Kaguya stared at her. The clinical detachment, the icy walls he had built around himself since arriving in this brutal world, completely melted under the warmth of her gaze. He looked at her short hair, the brave, fierce set of her jaw, and the absolute, unwavering support shining in her eyes.
She was no longer just a royal runaway. She was his partner.
Without a second thought, the doctor abandoned his logic. Kaguya reached up, his long, elegant fingers wrapping gently around her shoulders. He pulled her down slightly, leaning forward, and pressed his lips firmly against hers.
Aurelia gasped softly against his mouth, her eyes flying wide open in sheer shock. Her heart hammered wildly against her ribs. For a fraction of a second, she froze.
Then, the shock washed away, replaced by a surge of overwhelming, electric warmth.

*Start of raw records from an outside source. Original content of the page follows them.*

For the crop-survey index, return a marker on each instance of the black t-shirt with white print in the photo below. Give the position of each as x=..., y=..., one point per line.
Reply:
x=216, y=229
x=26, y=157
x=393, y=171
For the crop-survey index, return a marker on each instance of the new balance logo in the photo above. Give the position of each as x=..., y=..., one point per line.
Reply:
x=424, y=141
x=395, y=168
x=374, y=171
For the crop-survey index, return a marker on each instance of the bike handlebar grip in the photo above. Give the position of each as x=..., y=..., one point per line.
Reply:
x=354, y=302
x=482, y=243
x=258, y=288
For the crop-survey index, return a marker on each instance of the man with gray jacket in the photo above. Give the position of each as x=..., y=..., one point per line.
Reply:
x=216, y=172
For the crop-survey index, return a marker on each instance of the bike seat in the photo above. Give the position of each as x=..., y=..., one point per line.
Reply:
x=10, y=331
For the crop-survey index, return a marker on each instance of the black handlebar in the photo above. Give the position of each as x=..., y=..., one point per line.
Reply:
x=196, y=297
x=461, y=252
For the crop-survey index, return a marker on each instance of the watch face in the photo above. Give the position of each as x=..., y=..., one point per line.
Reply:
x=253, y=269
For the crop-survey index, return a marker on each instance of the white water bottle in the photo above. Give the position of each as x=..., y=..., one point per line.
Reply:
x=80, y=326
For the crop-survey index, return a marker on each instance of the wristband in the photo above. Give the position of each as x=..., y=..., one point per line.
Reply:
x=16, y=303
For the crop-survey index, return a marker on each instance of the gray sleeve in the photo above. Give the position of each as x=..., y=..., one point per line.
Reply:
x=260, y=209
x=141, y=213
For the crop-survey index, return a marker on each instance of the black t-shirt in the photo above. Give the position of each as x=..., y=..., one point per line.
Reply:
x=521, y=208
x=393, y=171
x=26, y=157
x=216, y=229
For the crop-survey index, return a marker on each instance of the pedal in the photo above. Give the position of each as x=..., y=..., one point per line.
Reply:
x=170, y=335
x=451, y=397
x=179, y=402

Aurelia’s eyes fluttered shut. She melted completely into the embrace, sliding her arms around Kaguya’s neck, pulling him closer. Kaguya’s hands moved from her shoulders, one wrapping securely around her waist, the other tangling gently into the short hair at the nape of her neck.
The kiss deepened, shifting from a spontaneous burst of emotion into something profoundly passionate, romantic, and deeply intimate. The sterile, cold laboratory faded away entirely, leaving only the warmth of the two of them, completely unguarded and lost in each other.
Neither of them heard the heavy wooden door of the laboratory creak open an inch.
Out in the hallway, Julian stood frozen mid-step. He had come to find his sister to share the news of Lysandra’s impending arrival.
He peered through the crack in the door. He saw the notoriously terrifying Kaguya Kazuha—the man who commanded the medical infrastructure of an entire province—locked in a deeply romantic, breathless embrace with his tomboy sister.
Julian’s eyes widened to the size of dinner plates. He slapped both of his hands over his mouth to muffle a gasp.
Moving with the stealth of a Vanguard operative, Julian slowly, agonizingly pulled the heavy wooden door shut until it clicked silently into place.
He backed away from the door, his heart pounding. He pressed his back against the stone wall of the hallway and slowly slid down until he was sitting on the floor.
A massive, incredibly victorious grin spread across the Crown Prince’s face. He threw both of his fists into the air in a silent cheer.
FINALLY! Julian screamed internally, practically vibrating with political and personal joy. The Syndicate is officially in the family! Our future bloodline is completely secure! Take that, Thalwyn!